Cappers Farmer

Why We Raise Meat Animals and Birds

By Nana

Raising meat animals isn’t for everyone. There are some who have accused me of animal cruelty for raising and butchering animals. Others have said they don’t understand how I can kill an animal. I know where some of my detractors are coming from. The idea of eating an adorable, fuzzy little animal is repulsive to them. It’s OK! I accept that. I would never force anyone to eat my home-raised meat – for one thing, they would not appreciate the flavor, hard work, nor sacrifice.

But, if you eat meat, you may want to think about it before you voice your disdain for homesteaders who raise meat animals. If you buy meat at a grocery store or restaurant, you need to do a little soul searching before you condemn those of us who choose to live a lifestyle closer to our food source than you do. Homesteading has been around a lot longer than buying meat at a grocery store. While it’s not for everyone, insulting us for the practice makes as much sense as having a homesteader stand at the meat counter of the grocery store telling you that buying meat there is wrong. After all, those little styrofoam containers of meat covered in plastic wrap used to be cute, fuzzy little animals too.

I think the reason I’m able to raise animals for food without too much struggle is because that’s how I grew up. When you grow up on a farm, ranch, or in a family that raises and kills animals for food, it’s not usually an issue to do the same as an adult.

Two of last year’s broilers raised for the freezer. Tender and delicious meat.

My parents and I didn’t live in the country, but I always had animals of some kind. My dad was big on everyone earning a living or contributing to the family in some way. I had a pet rabbit for a while, but my dad raised meat rabbits and I learned what it’s like for a rabbit to ‘earn a living.’

When I was 10, I joined 4-H and raised meat rabbits because we didn’t have any place for a lamb, steer or pig. When the baby rabbits were born, they were the cutest things I’d ever seen. Dad warned me that all of them would eventually be eaten and I shouldn’t name them nor fall in love. So I didn’t (in following years I raised sheep and a pig). It’s an important thing to remember; once an animal is named, it may be harder to butcher and probably impossible for some people to eat. I don’t usually name an animal I’m going to eat.

Growing up, my daughters ate rabbit and chicken we raised at home. They had no idea there was a difference between store bought and home raised and I don’t remember any issues with them when it was time to butcher. One thing they did know; all of our animals lived wonderful lives. They had clean, secure housing, and the chickens had the run of the yard during the day.

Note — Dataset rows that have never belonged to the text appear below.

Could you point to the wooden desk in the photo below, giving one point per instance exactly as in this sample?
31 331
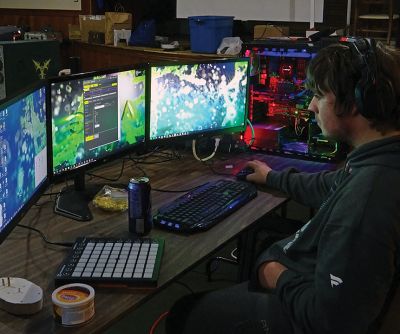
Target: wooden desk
24 254
97 56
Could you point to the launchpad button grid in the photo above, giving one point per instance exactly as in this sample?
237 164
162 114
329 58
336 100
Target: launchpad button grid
131 262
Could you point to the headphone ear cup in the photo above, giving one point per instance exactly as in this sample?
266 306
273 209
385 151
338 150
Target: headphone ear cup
365 93
359 99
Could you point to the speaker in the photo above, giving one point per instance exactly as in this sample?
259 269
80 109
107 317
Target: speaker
366 99
26 61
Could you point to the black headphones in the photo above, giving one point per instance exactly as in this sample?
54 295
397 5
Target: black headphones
366 97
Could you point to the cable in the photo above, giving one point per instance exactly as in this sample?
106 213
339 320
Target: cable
253 135
64 244
109 179
185 286
157 322
217 140
233 255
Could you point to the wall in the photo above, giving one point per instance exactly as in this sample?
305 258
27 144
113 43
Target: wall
36 19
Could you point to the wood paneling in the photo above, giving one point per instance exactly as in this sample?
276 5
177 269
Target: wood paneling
95 56
24 254
37 19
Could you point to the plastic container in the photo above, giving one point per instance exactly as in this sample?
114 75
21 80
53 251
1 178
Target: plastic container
73 304
207 32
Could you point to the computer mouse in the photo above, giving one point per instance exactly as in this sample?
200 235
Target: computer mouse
241 175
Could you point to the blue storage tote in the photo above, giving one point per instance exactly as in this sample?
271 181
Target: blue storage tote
207 32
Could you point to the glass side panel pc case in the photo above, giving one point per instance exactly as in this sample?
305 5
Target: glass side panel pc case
23 159
95 116
279 102
189 99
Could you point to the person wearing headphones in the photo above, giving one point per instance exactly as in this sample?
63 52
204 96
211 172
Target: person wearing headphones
337 274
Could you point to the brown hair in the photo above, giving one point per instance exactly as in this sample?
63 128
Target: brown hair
336 68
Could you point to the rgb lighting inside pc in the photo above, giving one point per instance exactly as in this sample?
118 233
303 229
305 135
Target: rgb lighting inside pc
23 160
279 102
188 100
95 117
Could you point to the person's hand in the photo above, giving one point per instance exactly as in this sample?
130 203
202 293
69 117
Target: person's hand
261 171
268 274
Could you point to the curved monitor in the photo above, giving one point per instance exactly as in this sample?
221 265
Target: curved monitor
95 117
23 154
189 99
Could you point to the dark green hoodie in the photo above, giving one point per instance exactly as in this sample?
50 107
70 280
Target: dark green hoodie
343 262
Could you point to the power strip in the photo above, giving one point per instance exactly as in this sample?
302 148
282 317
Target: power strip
20 296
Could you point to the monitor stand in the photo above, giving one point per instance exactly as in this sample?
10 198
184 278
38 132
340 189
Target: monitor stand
73 201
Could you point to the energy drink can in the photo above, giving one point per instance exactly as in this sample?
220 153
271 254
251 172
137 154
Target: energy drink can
139 206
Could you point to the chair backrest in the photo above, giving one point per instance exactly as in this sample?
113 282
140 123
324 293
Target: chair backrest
391 319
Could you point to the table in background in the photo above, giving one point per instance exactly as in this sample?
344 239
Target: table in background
99 56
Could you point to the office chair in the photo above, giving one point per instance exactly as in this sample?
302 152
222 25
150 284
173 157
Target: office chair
375 18
264 233
390 321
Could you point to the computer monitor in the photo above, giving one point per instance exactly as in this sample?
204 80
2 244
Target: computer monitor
23 149
206 98
95 117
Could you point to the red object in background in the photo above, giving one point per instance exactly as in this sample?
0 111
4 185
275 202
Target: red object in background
286 70
266 136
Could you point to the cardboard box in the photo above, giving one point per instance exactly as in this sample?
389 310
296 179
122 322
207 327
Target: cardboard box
116 21
74 31
269 30
91 23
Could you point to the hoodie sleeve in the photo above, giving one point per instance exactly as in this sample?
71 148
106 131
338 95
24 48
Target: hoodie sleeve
354 271
299 186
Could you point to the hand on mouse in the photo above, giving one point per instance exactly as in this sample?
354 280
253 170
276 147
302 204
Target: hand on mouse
261 171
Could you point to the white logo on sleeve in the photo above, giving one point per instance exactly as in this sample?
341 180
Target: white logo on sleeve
335 281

When my oldest daughter was in 4-H, she raised a dozen Cornish Cross chickens. She wasn’t able to butcher them because she’d grown attached to them. I’m afraid that experience soured her on eating home-raised chicken. It was my first experience with the breed and those birds were delicious.

There are a few things I know when it comes to killing and butchering animals:

1. Animals raised for food deserve to be treated with respect all the way up to the moment they are butchered. They are giving their lives for me and my family, and that is no small sacrifice. I go into the chore with reverence and thank the animal. Sometimes it takes me a day or two to get back to normal after a day of butchering. It’s not my favorite thing to do for sure, but the rewards far outweigh the negative feelings I experience.

2. Store-bought meat tends to be from animals raised and killed/butchered in deplorable conditions. I don’t do the same to my animals and my family. I run a clean shop. Not only is it the right thing to do, in my experience, the meat tastes better. You can teach your children what it’s like to be good stewards of the earth by treating your animals well.

No one wants to be the meat animal.

3. I don’t butcher animals in front of my other animals. I don’t know how much they understand, but I can’t help but think it’s traumatizing for them to see the process. I either move my live animals away or take my meat animal to another location for processing.

4. If you can’t butcher your animals, don’t feel bad. It’s not for everyone. Look for someone in your area who butchers and pay them to do it. I will butcher small animals (up to a goat), but I don’t do cattle or pigs. They are just too big. I also don’t want to be around when my large animals are killed and butchered.

Mountain went to a family who fattened him up and butchered him.

5. I enjoy what I’m doing. Raising meat animals can be a relaxing and rewarding hobby. There are ups and downs, for sure, but for the most part it is a wonderful way to give the gift of healthy eating to my family.

I spend a lot of time with my goats and chickens. I appreciate what they do for our family.

6. I don’t trick people! It’s tempting to serve rabbit and tell my guests it’s chicken, but I don’t do it. If people are going to be disgusted at the thought of eating a cute little bunny, I serve pork, beef or chicken. Most people won’t ask if it is home raised so I don’t bring it up. Some people really appreciate eating something I raised because they understand it tends to be healthier and tastier than anything from the store. If they ask, I’ll tell them.

Thank you for visiting Nana’s Ranch today. God bless you.